Contestó la Diablesa:

“No, no, todavía no. Ayer mismo vino a pedirme que le entregara el abanico, pero, al recordar la desgracia que había traído sobre nuestro hijo, me puse la armadura y le asesté varios tajos con mis dos espadas. Soportó bien el dolor y tuvo, incluso, la desfachatez de llamarme cuñada, alegando que cierta vez hicisteis un pacto de hermandad. No puedo vencerlo y tuve que entregarle el abanico.”

“¡No debiste hacerlo!” exclamó el falso Rey Toro, desalentado, dándose en el pecho golpes de rabia.

“¡Qué equivocación más grande la tuya! ¿Cómo pudiste entregar nuestro tesoro a ese mono? ¡Creo que me voy a morir de impotencia!”

“No te pongas así, por favor. Le entregué un abanico falso. ¿Qué otra cosa podía hacer?” le aconsejó la Diablesa, soltando la carcajad.

Wukong respondió:

“¿Estás segura? ¿Dónde has metido el auténtico?”

El falso Rey Toro y la Princesa del Abanico de Hierro - Viaje al Oeste
El falso Rey Toro y la Princesa del Abanico de Hierro

Riendo como una muchacha, la Diablesa sacó un abanico un poco más pequeño que una hoja de almendro y se lo entregó a Wukong, diciendo:

“¿No es éste el tesoro del que hablas?”

El Rey Mono se quedó perplejo y no supo qué contestar. No podía creer que aquel fuera el abanico.

Al verle contemplándolo con tanto detenimiento, la Inmortal del Abanico de Hierro dijo:

“Deja el abanico y bebe algo.”

Así que los dos hombres volvieron a beber. Después de un rato, el Rey Mono preguntó:

“¿Cómo puede una cosa tan pequeña apagar unas llamas cuya altura sobrepasa las ochocientas millas?”

El vino había embotado totalmente la mente de la Diablesa y no dio ninguna importancia a las dudas que manifestaba su falso marido.

“Mi señor, sólo hemos estado separados dos años, ¿cómo pudiste olvidar tan pronto cómo funciona este tesoro? Se nota que estos dos últimos años te has entregado por completo al placer. ¿Acaso no recuerdas que debes apretar con el pulgar de la mano izquierda la séptima cinta roja de su mango y recitar las palabras «expira, inspira, sopla y ronca» para hacer más grande el abanico? Este abanico posee, como bien sabes, unos extraordinarios poderes metamórficos. De todas formas, por muy altas que sean las llamas, no hay fuego que se resista a su fuerza.”

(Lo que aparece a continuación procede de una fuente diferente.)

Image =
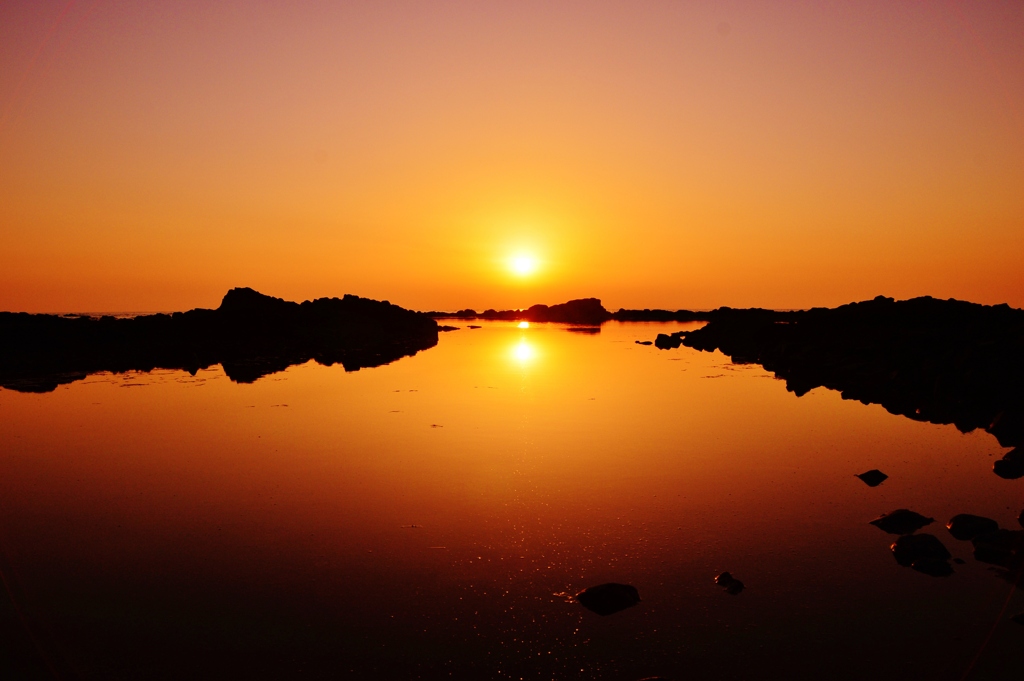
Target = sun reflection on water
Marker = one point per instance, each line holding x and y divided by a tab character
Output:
523	352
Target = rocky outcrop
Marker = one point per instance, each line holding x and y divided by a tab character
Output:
250	335
928	359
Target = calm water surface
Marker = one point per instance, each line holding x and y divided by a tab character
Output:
430	519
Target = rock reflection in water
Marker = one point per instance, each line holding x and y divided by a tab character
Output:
873	477
924	553
901	521
608	598
966	526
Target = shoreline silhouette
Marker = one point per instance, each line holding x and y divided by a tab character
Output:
250	335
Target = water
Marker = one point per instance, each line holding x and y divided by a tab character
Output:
430	519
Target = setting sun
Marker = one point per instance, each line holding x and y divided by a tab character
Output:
522	265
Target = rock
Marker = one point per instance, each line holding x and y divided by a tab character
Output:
731	585
966	526
901	521
873	477
250	335
1011	466
608	598
668	342
999	547
927	359
924	553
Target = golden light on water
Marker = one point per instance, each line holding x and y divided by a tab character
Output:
523	352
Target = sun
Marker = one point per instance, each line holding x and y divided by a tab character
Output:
522	264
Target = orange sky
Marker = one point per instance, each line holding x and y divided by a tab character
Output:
650	154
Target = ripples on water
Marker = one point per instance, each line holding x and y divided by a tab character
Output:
431	518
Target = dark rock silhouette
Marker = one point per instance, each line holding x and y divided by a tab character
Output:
901	521
924	553
731	585
966	526
1011	466
250	335
668	342
608	598
584	311
928	359
999	547
873	477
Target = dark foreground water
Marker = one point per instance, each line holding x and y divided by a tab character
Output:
431	519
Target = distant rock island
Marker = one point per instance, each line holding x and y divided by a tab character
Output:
585	311
250	335
945	362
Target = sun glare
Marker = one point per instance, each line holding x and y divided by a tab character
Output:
522	265
523	352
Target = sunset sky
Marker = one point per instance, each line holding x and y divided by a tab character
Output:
444	155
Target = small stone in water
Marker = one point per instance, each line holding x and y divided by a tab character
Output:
966	526
873	477
608	598
901	521
731	585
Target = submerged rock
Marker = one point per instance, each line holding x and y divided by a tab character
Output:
1011	466
966	526
668	341
924	553
901	521
873	477
608	598
731	585
999	547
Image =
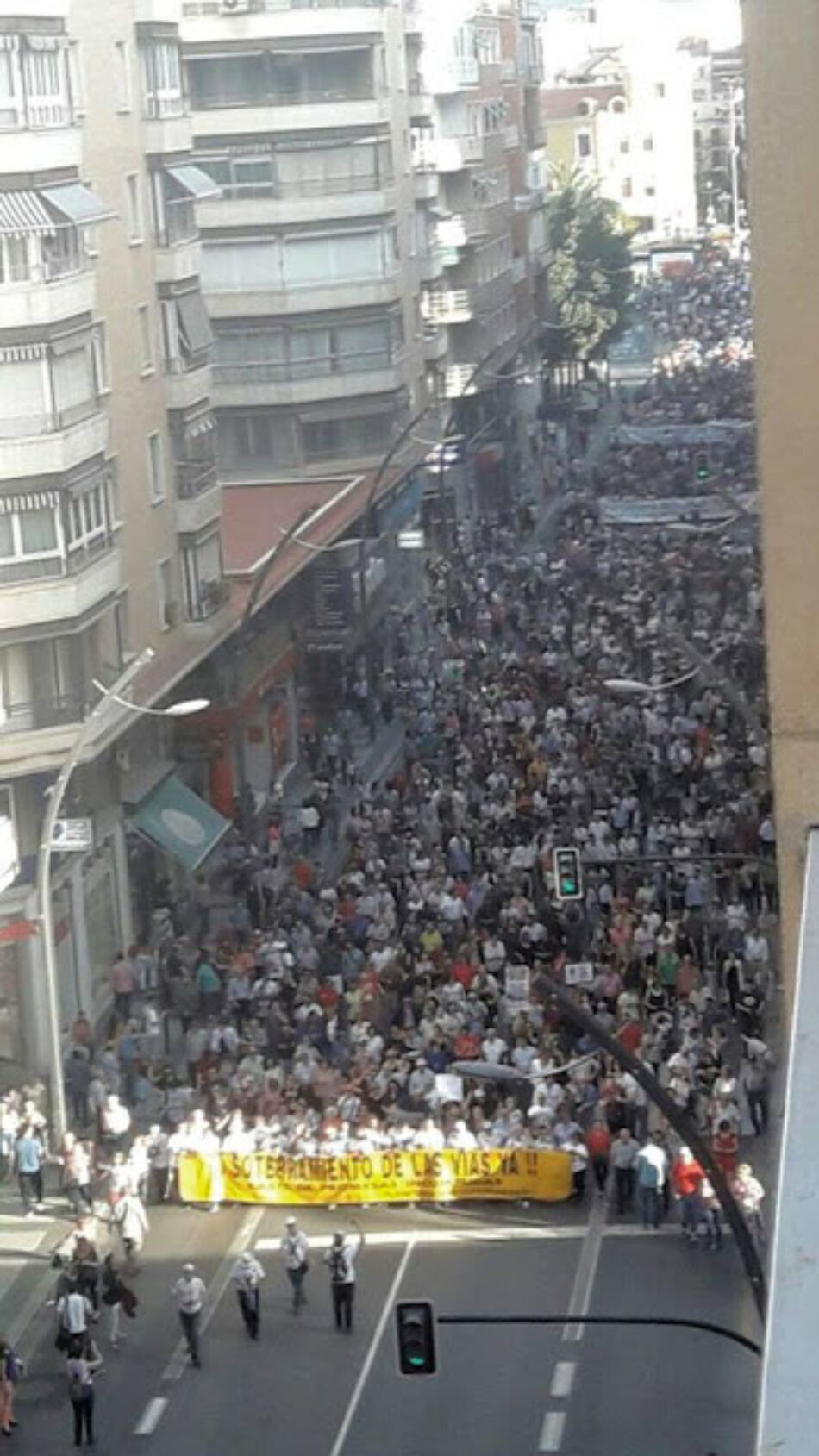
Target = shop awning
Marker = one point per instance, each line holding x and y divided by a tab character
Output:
76	203
22	215
194	181
179	822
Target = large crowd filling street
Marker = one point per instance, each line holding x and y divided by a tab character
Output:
322	1012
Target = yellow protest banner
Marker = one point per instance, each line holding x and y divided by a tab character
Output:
385	1177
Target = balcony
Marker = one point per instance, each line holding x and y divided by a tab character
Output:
198	496
314	203
187	382
204	21
447	153
261	116
453	73
66	587
57	293
47	147
166	124
453	306
245	302
436	344
158	12
50	444
268	384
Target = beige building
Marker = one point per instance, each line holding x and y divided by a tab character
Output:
108	497
785	217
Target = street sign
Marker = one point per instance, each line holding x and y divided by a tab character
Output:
517	980
578	973
73	836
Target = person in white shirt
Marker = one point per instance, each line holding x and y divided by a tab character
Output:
248	1276
190	1295
341	1259
296	1254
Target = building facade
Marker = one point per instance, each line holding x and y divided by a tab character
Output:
785	204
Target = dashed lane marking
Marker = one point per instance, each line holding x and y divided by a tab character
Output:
563	1379
150	1415
363	1375
586	1272
551	1432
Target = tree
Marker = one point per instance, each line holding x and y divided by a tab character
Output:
589	271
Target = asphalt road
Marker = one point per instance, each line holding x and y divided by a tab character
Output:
500	1390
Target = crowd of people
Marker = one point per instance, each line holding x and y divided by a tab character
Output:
324	1015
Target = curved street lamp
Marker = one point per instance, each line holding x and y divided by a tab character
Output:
635	688
56	798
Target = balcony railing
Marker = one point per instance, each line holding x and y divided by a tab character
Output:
42	712
318	97
179	223
286	372
158	105
194	478
50	568
305	187
194	8
46	424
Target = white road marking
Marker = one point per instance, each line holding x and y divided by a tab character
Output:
359	1388
400	1236
551	1432
150	1415
586	1270
240	1242
563	1379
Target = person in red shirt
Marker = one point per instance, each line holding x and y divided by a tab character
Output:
724	1147
599	1145
687	1183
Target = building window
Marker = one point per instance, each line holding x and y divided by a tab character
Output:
99	359
146	341
122	76
165	593
122	627
133	207
156	468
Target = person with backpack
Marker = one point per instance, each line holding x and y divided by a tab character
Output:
248	1276
118	1297
296	1254
10	1371
341	1259
80	1367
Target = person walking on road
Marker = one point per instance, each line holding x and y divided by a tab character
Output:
29	1156
296	1254
80	1369
248	1274
190	1295
652	1164
624	1162
341	1259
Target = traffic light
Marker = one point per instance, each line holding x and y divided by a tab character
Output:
416	1327
569	875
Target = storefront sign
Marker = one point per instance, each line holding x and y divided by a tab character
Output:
384	1177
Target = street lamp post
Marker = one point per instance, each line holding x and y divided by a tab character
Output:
46	909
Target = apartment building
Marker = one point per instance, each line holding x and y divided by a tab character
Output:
626	116
108	496
478	153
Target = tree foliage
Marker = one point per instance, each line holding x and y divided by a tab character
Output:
589	270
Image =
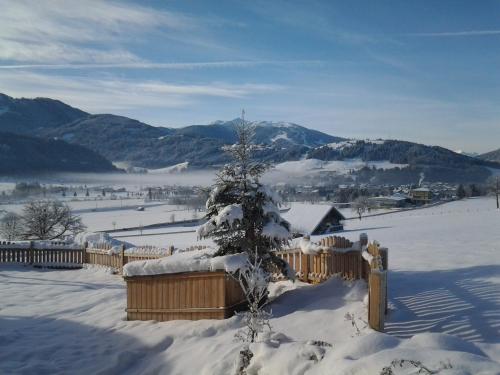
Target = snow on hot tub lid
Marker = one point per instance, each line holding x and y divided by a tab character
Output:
189	261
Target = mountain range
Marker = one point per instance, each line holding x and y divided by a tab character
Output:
121	139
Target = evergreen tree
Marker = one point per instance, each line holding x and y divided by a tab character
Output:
242	213
461	193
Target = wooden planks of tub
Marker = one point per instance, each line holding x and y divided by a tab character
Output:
183	296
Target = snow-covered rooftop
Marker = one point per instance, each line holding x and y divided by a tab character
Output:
305	217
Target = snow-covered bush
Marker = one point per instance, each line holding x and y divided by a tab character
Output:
243	214
254	282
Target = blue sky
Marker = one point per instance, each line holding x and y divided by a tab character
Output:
426	71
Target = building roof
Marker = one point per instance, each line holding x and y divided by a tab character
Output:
305	217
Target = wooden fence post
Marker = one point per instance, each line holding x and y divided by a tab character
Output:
122	258
84	252
376	298
384	254
31	253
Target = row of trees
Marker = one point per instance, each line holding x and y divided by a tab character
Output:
40	220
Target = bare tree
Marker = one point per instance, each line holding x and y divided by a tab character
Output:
361	205
48	220
254	282
11	226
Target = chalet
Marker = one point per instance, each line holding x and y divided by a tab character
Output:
313	219
393	201
421	195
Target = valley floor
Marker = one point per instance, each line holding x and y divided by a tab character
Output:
445	308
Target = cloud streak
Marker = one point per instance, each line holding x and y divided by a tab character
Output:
114	94
458	33
167	66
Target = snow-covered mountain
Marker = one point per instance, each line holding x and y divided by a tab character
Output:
121	139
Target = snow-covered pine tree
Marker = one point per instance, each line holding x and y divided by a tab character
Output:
242	213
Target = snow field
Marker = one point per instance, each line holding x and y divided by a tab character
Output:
444	288
55	322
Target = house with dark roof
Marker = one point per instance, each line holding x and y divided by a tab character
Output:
313	219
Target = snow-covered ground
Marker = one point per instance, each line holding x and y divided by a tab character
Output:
107	214
444	278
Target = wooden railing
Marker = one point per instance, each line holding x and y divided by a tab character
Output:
52	254
337	256
63	255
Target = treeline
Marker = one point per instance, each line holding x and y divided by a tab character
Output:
399	152
21	154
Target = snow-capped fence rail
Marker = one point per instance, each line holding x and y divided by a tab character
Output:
59	254
317	262
108	256
186	296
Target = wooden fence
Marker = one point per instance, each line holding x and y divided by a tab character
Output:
51	254
54	254
189	295
339	256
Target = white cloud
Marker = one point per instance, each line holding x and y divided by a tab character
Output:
57	31
111	94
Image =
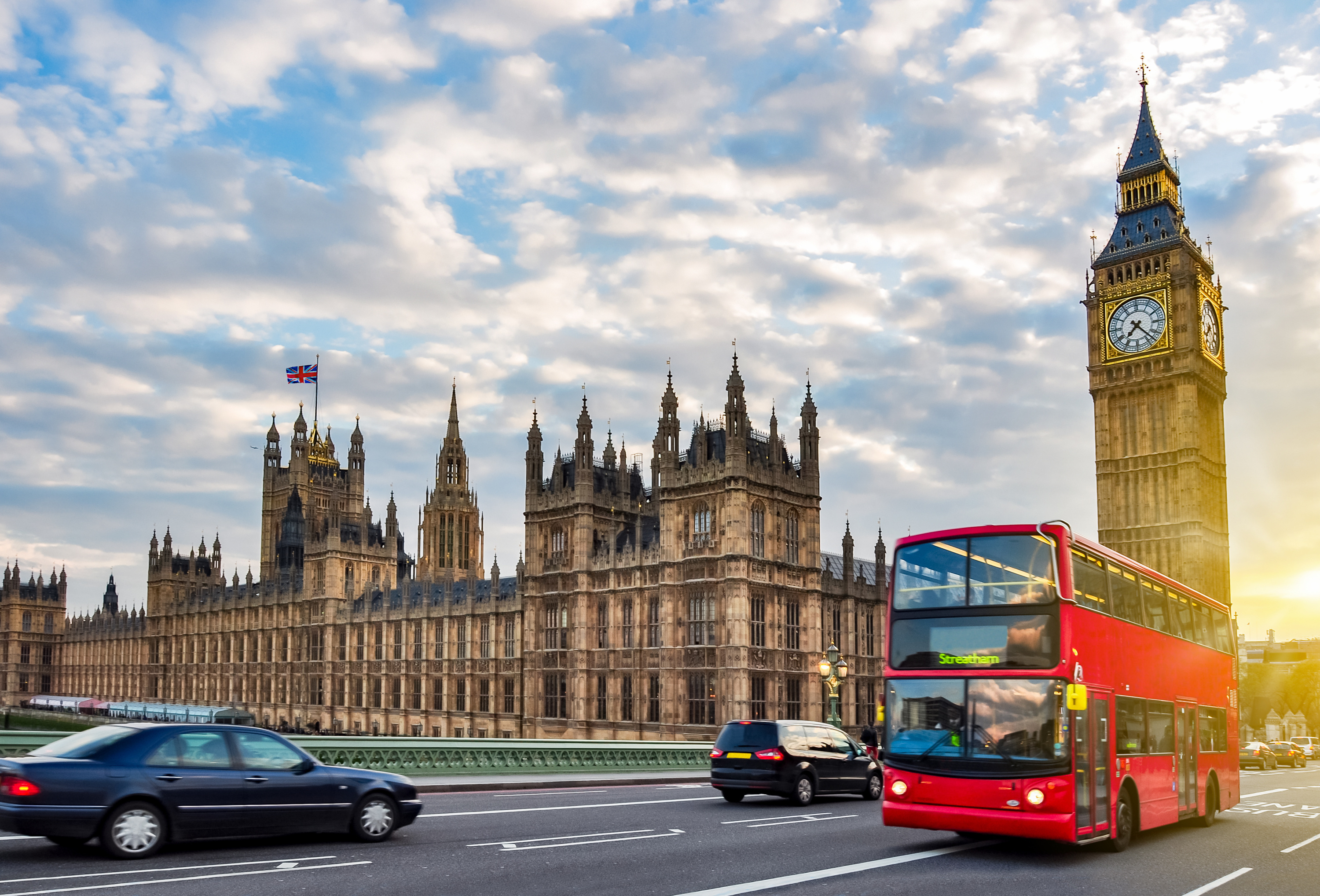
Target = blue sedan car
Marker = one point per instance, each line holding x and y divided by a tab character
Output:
142	786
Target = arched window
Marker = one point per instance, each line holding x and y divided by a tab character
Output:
701	525
791	539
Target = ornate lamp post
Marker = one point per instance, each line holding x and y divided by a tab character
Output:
833	671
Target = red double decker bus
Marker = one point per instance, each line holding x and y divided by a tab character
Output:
1042	685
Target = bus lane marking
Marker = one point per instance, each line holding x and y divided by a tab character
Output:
588	840
587	805
1216	883
771	883
175	881
184	867
1298	846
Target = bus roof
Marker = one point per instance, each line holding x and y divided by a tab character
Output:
1056	531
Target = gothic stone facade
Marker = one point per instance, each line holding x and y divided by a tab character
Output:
1154	315
642	611
662	613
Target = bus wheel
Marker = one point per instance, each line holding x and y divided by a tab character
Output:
1124	821
1212	805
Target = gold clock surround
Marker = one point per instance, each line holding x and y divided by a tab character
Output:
1115	356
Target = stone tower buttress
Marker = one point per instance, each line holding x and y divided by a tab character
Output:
1158	379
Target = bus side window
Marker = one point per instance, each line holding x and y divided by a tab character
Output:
1223	639
1202	619
1091	585
1130	725
1159	726
1124	594
1157	606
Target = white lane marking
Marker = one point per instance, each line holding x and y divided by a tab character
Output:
567	837
185	867
175	881
1310	840
674	832
1216	883
587	805
800	821
770	883
802	815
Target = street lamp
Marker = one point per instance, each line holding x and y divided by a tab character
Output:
833	671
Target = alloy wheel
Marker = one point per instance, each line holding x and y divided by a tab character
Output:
136	830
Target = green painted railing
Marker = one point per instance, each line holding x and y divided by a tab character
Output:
427	756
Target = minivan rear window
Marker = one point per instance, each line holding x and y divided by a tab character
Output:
748	734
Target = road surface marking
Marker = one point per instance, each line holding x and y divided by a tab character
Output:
1310	840
1216	883
770	883
612	840
567	837
587	805
187	867
548	793
173	881
802	815
800	821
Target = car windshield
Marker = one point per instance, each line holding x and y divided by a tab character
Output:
977	726
975	572
754	735
85	743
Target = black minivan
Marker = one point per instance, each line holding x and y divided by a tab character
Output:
794	759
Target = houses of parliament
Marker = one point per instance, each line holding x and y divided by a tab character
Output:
651	603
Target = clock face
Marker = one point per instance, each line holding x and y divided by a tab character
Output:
1211	329
1137	325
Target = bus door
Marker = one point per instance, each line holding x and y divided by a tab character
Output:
1186	755
1091	735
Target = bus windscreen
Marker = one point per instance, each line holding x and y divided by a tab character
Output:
975	572
1017	642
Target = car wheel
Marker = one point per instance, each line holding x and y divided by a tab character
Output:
134	830
69	842
804	791
1212	805
375	819
1124	821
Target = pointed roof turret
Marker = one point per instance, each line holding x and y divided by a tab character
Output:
452	433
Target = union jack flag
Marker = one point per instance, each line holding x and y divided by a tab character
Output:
301	374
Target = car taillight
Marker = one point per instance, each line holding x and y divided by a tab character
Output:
16	787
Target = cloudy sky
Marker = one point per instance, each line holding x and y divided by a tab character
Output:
534	196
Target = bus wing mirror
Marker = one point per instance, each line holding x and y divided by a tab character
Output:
1076	697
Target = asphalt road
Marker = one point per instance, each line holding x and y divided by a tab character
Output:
686	840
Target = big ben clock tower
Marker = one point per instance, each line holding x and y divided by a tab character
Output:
1154	324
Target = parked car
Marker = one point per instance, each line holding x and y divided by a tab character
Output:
140	786
1257	753
1289	753
794	759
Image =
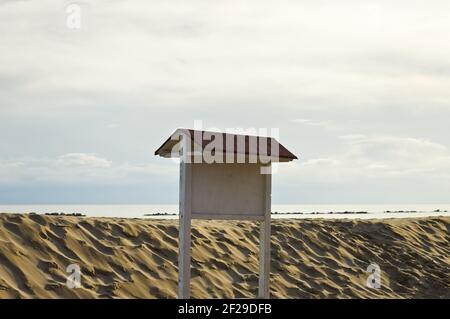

El Rey Mono tomó buena nota de esas palabras y se metió el abanico dentro de la boca. Recobró a continuación la forma que le era habitual y dijo, pasándose, triunfante, la mano por el rostro:

“¿Crees realmente que soy tu marido? ¡Mírame bien, Diablesa!”

La Inmortal del Abanico de Hierro se quedó tan desconcertada, que empezó a derribar con los pies todas las mesas y sillas que encontraba. La vergüenza le roía el corazón y comenzó a gritar desesperada:

“¡Quiero morirme! ¡Quiero morirme!”

Wukong no se preocupó más de ella. Se zafó con desprecio de sus brazos y, en dos zancadas, abandonó la Caverna. Montó a toda prisa en una nube y se dirigió al encuentro de su maestro.